Which of these cloud deployment models is a combination of public and private cloud storage?

A. Community
B. Public
C. Private
D. Hybrid
Answer: D
Explanation:
A hybrid cloud deployment model combines public and private cloud storage. For example: an
organization might use private cloud storage for sensitive or proprietary data that needs to be kept
confidential, while at the same time using public cloud storage for less sensitive data or workloads, which
are more suited to a shared infrastructure.
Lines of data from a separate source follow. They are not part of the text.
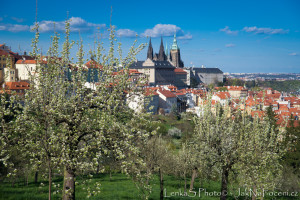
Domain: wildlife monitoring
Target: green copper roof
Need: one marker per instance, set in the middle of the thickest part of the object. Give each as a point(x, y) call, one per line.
point(174, 45)
point(166, 51)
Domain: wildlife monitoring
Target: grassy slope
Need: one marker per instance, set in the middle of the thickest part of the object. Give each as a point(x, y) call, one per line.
point(120, 187)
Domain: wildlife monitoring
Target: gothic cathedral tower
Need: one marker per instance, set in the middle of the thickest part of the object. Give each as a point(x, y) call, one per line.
point(150, 51)
point(175, 54)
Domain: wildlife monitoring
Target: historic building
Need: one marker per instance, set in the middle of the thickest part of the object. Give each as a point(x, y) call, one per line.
point(163, 68)
point(206, 75)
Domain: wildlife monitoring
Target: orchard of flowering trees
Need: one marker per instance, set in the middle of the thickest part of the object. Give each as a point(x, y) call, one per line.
point(63, 127)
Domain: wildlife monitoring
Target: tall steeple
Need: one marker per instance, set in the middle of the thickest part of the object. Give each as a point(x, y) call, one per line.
point(150, 51)
point(175, 54)
point(161, 54)
point(175, 45)
point(166, 52)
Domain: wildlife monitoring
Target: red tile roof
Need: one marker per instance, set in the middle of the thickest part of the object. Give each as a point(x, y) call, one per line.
point(223, 95)
point(167, 93)
point(93, 64)
point(179, 71)
point(22, 85)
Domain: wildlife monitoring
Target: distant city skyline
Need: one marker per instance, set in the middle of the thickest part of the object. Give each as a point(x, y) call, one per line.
point(235, 36)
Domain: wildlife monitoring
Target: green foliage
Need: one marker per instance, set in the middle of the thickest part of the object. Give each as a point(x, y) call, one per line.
point(234, 142)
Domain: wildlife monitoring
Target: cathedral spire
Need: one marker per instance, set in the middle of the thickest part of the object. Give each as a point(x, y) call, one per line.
point(175, 46)
point(150, 51)
point(161, 54)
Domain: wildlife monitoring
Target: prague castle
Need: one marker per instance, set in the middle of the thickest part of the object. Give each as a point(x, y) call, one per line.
point(167, 68)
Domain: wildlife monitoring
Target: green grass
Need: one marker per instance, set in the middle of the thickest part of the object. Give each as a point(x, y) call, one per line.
point(119, 187)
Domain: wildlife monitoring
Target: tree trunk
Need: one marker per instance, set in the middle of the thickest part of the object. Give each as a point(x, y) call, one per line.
point(225, 174)
point(184, 183)
point(254, 194)
point(36, 175)
point(161, 185)
point(50, 183)
point(69, 184)
point(193, 178)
This allows the organization to tailor its cloud storage strategy
to meet the specific needs of its workloads, while at the same time taking advantage of the economies of
scale and flexibility offered by public cloud storage (see ISC2 Study Guide, chapter 4, module 3).
Other types of cloud deployment models include the public cloud, where the infrastructure is owned and
operated by a third-party provider and made available to the public; and the private cloud, where the
infrastructure is owned and operated by a single organization and not made available to the public.
Finally, a community cloud is a type of cloud infrastructure shared by organizations with similar needs,
and is not made available to the public.

Question: 200

Suppose that an organization wants to implement measures to strengthen its detective access controls.
Which one of these tools should they implement?

A. Backups
B. Patches
C. IDS
D. Encryption
Answer: C
Explanation:
Detective controls are a crucial component of a cybersecurity program, since they provide visibility into
malicious activity, breaches and attacks on an organization's IT environment. An intrusion detection
system (IDS) is a device or software application which monitors a network or systems for malicious
activity or policy violations (meaning that it's a detective control) (see ISC2 Study Guide, chapter 4,
module 1). Patches are corrective controls. Backups are compensating controls, since they provide
redundancy for the information in a given system.